I love chili, but I’ll defend to the death your right to hate it!
Maybe it’s different if you were brought up in a household like mine, where chili is the 6th food group. It goes on everything. Fries, nachoes, hot dogs. I even put chili on chili once, just to try it.
I love chili, but only the chili I cook. Every other cook puts in something I can’t stand (green peppers, chunks of tomatoes) or leaves out something I insist upon (dark kidney beans) or doesn’t use enough chili powder. My chili requires milk as an accompaniment to put out the fire.
I also volunteer to take Anaamika’s share of chili (as long as it’s my chili), and she can have my share of anything labeled “sweet and sour.”
Now, now, that’s some pretty darn Texanormative language in this thread. “You’ve just never had a REAL chili to set you straight”… :dubious: really. Diversity is how we got to be the chili superpower.
Anaamika’s indifference to chili merits just a casual observation. What I’m concerned about is Skald’s confessed indifference to barbecue; whether that would inform his policies could be a deal-breaker when deciding between toadying to or resisting his (still delayed for now?) overlordship takeover.
Chili is one of those things for me. I, like you, pretty much love it in all its iterations. Cincinnati chili is funny. I love it on cheese coneys, but don’t like it particularly much on spaghetti like so many of my fellow Cincinnatians do.
I’ve lived in Texas and had some spectacular variants down there.
But my favorite is my Mom’s chili. Simple, spicy and filling. She’d just take some decent cuts of beef, season liberally with chili powder, cumin and garlic, add a little tomato and beans, and serve it over a bowl of steamed white rice. On the side we would have buttered saltines. It was my ultimate comfort food. I need to ask her to make it again.
Priya: Would you like some homemade chili? Sheldon Cooper: Are there beans in it? Priya: Yes? Sheldon Cooper: Then it’s not chili. Real chili has no beans in it, but you’re from a foreign land, so your ignorance is forgiven. Priya: [Sheldon tries some of Priya’s chili] Sheldon Cooper: Mmmm, this is good… whatever it is.
Skyline isn’t chili.

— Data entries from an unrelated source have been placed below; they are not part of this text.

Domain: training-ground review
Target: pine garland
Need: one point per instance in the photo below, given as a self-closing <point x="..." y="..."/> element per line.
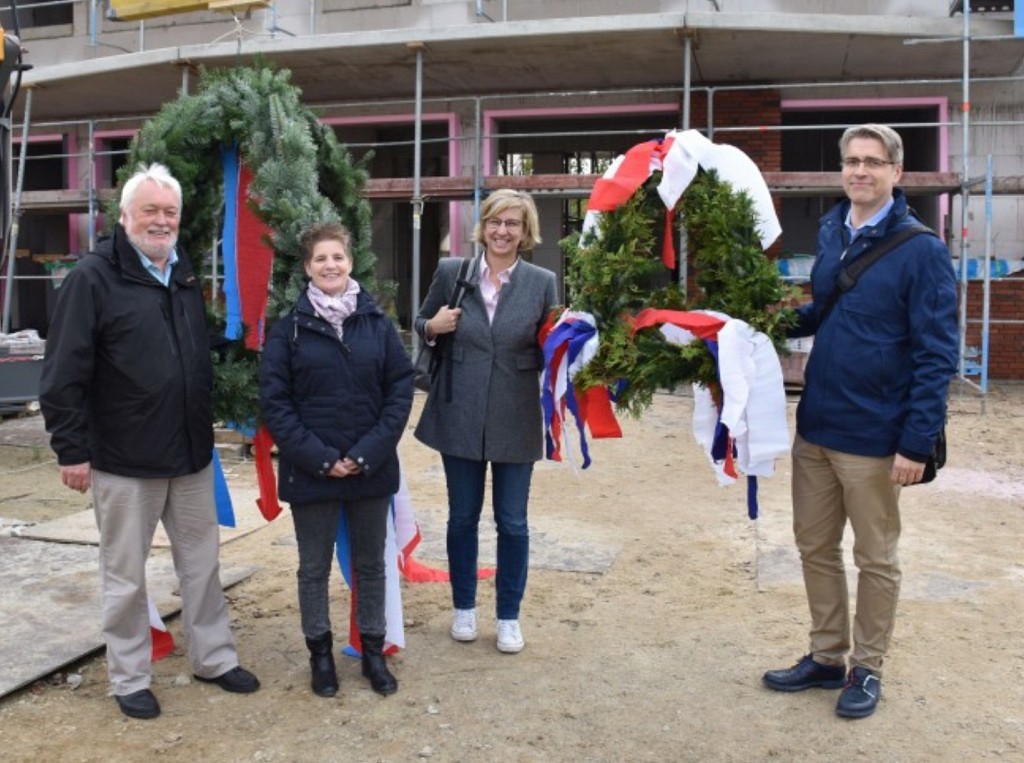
<point x="302" y="175"/>
<point x="617" y="271"/>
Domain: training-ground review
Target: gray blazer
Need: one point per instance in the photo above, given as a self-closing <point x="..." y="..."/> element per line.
<point x="495" y="413"/>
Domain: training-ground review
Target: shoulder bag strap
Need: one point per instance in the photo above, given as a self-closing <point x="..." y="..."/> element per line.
<point x="849" y="274"/>
<point x="459" y="292"/>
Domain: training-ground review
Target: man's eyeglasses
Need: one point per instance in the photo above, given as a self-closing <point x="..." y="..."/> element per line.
<point x="872" y="163"/>
<point x="494" y="223"/>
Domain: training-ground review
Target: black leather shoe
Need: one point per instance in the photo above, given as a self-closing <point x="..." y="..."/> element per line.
<point x="237" y="679"/>
<point x="806" y="675"/>
<point x="863" y="688"/>
<point x="139" y="704"/>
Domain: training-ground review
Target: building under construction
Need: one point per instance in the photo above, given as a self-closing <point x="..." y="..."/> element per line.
<point x="457" y="97"/>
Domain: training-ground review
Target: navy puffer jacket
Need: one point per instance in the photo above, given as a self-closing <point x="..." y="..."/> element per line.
<point x="877" y="378"/>
<point x="324" y="398"/>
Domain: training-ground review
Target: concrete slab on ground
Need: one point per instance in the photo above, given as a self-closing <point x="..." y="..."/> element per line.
<point x="50" y="606"/>
<point x="81" y="526"/>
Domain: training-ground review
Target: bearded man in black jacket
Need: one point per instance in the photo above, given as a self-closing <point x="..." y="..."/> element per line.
<point x="126" y="394"/>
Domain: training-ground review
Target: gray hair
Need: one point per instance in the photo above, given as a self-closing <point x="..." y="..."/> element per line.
<point x="156" y="172"/>
<point x="889" y="138"/>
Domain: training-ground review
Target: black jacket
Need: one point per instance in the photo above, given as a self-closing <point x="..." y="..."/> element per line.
<point x="127" y="379"/>
<point x="324" y="399"/>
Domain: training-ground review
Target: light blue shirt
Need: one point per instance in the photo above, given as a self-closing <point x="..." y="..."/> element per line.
<point x="873" y="220"/>
<point x="164" y="277"/>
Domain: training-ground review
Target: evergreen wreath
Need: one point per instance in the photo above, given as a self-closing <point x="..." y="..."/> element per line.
<point x="301" y="173"/>
<point x="616" y="270"/>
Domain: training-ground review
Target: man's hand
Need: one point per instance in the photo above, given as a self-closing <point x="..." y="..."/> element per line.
<point x="906" y="471"/>
<point x="77" y="476"/>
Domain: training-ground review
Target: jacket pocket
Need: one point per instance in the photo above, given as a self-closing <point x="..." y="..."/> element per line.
<point x="527" y="361"/>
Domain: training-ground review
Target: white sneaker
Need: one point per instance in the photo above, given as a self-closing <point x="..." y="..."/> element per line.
<point x="509" y="636"/>
<point x="464" y="625"/>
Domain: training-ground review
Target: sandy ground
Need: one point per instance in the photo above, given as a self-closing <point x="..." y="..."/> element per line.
<point x="652" y="608"/>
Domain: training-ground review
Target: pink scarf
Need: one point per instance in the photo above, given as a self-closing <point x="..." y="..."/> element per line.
<point x="334" y="309"/>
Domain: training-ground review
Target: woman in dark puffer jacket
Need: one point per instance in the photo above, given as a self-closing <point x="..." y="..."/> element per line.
<point x="336" y="388"/>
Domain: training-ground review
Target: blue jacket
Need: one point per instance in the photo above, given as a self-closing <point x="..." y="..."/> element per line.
<point x="324" y="398"/>
<point x="495" y="412"/>
<point x="879" y="372"/>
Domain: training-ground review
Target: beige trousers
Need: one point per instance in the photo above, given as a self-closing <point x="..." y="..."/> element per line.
<point x="830" y="489"/>
<point x="127" y="511"/>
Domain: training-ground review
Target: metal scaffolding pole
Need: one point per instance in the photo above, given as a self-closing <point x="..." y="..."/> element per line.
<point x="15" y="213"/>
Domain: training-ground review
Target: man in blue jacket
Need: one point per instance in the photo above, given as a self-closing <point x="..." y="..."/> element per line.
<point x="126" y="392"/>
<point x="872" y="406"/>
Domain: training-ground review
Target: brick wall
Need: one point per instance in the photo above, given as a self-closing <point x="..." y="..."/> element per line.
<point x="1006" y="340"/>
<point x="736" y="109"/>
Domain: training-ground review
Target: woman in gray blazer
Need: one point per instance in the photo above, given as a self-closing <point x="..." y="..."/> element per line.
<point x="484" y="405"/>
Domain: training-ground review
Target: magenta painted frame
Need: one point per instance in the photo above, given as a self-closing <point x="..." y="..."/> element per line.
<point x="455" y="157"/>
<point x="940" y="103"/>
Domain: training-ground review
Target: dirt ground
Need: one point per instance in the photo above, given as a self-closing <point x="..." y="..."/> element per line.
<point x="647" y="629"/>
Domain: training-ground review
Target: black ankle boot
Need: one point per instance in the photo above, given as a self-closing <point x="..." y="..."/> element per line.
<point x="374" y="666"/>
<point x="325" y="678"/>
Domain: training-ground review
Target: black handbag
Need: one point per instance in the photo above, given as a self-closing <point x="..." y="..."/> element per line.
<point x="430" y="357"/>
<point x="937" y="460"/>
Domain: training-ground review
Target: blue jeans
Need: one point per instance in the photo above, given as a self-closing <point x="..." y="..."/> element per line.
<point x="510" y="494"/>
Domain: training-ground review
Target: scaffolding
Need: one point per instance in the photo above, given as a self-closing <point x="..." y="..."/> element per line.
<point x="417" y="188"/>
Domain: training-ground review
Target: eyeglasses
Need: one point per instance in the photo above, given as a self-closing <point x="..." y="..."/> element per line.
<point x="511" y="225"/>
<point x="871" y="163"/>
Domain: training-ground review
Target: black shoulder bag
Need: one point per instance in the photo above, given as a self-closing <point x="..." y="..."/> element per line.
<point x="430" y="358"/>
<point x="847" y="279"/>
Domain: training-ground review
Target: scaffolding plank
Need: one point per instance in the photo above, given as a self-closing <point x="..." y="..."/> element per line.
<point x="456" y="188"/>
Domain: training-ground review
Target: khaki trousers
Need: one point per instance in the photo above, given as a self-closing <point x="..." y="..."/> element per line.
<point x="829" y="489"/>
<point x="127" y="511"/>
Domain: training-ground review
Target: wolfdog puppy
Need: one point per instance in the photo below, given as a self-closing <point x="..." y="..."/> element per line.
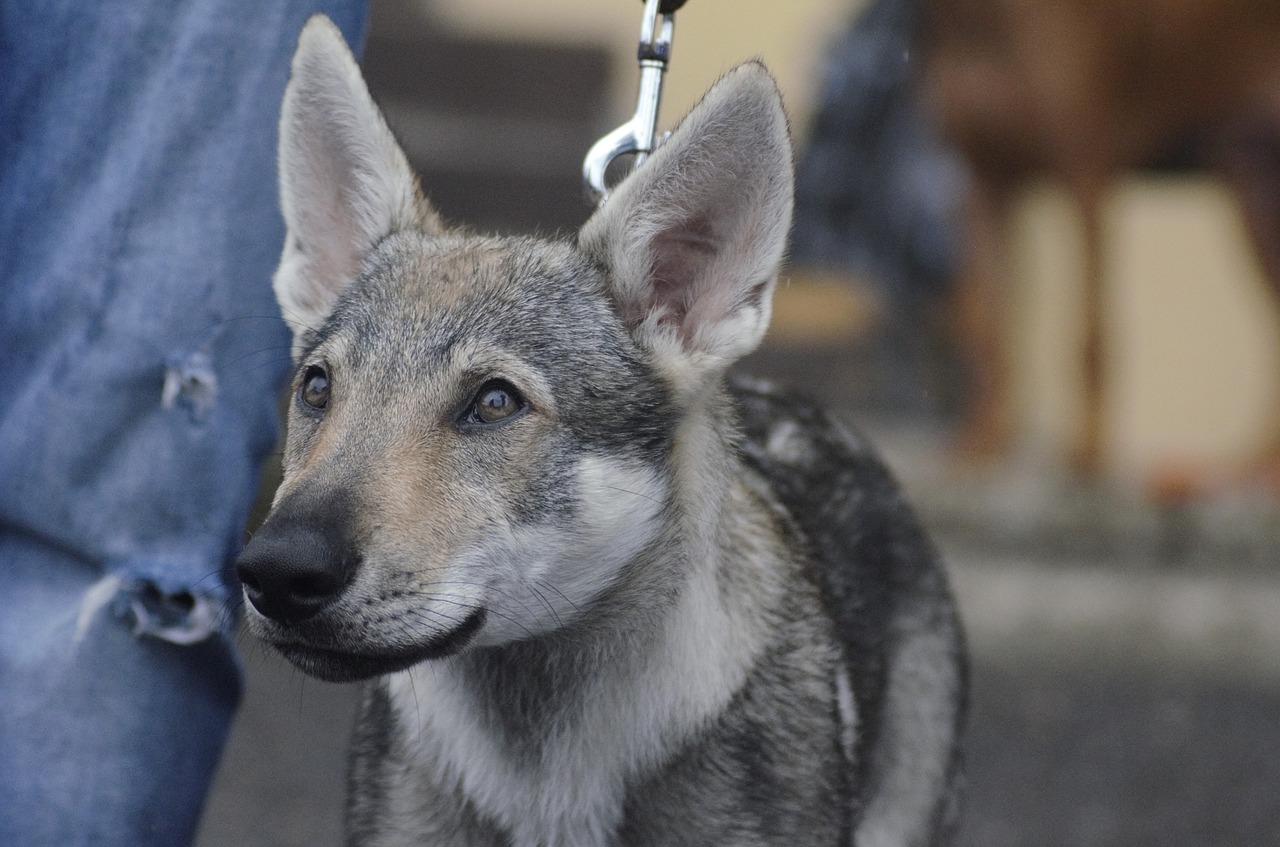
<point x="600" y="594"/>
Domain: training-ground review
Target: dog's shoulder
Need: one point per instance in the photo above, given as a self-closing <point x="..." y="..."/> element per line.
<point x="868" y="553"/>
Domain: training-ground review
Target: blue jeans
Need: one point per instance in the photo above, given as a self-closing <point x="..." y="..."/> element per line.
<point x="141" y="353"/>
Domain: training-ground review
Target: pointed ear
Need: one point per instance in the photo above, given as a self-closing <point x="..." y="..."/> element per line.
<point x="693" y="238"/>
<point x="344" y="182"/>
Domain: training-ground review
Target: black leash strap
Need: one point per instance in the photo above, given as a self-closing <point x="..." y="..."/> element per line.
<point x="638" y="136"/>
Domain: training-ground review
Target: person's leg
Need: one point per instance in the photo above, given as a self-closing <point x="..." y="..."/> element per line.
<point x="140" y="358"/>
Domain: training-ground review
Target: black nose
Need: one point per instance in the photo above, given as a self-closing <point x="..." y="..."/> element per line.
<point x="295" y="567"/>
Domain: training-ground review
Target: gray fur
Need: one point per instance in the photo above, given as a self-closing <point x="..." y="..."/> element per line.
<point x="648" y="607"/>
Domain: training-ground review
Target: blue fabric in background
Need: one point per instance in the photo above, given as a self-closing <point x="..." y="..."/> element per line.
<point x="141" y="353"/>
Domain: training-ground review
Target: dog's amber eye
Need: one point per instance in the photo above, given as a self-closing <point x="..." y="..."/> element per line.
<point x="315" y="388"/>
<point x="496" y="401"/>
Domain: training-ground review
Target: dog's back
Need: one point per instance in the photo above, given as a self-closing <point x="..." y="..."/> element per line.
<point x="887" y="594"/>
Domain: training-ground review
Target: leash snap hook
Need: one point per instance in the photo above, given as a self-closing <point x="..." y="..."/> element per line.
<point x="636" y="136"/>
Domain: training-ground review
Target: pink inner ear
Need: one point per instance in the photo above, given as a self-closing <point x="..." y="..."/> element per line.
<point x="680" y="260"/>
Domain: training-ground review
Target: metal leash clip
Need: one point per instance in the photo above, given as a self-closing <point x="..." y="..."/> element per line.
<point x="636" y="136"/>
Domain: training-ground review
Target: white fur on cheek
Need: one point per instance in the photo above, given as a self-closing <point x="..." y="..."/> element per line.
<point x="548" y="571"/>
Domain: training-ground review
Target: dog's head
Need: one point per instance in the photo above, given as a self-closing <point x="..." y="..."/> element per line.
<point x="481" y="430"/>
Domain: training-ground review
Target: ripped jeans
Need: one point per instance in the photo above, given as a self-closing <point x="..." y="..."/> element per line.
<point x="141" y="353"/>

It’s delicious, but it isn’t chili. I rarely get back that way, but when I do, a 4-way is what I’m having for lunch every day.
No but there can be chocolate or cinnamon (or both) in it, depending on which chili parlor you go to. They are legion here. Skyline and Gold Star are the biggest, and are chains. The warring factions between the lovers of both are akin to the cola wars, but I much prefer Skyline. Gold Star has a pine-y aspect to their chili that I find off-putting. Camp Washington Chili is a standalone parlor that’s amazingly good, so is Price Hill Chili. Both of those are institutions in their neighborhoods. And there are many more like them, usually named after their respective neighborhoods.
Weirdly, the chili phenomenon here is dominated by Greeks, who started this chili business here many moons ago.
Yeah, but that was about food. This is about religion.
Tripolar - re beans - only if you order a 5-way. They can be a nice addition sometimes, but I prefer the basic spaghetti, “chili,” cheese and onions of a 4-way.
I have no problem with varying the spices. However, as everyone knows, adding just one bean to something that would otherwise be chili, makes it not-chili. I don’t care if you like that bean stuff, whatever it is, just don’t call it chili.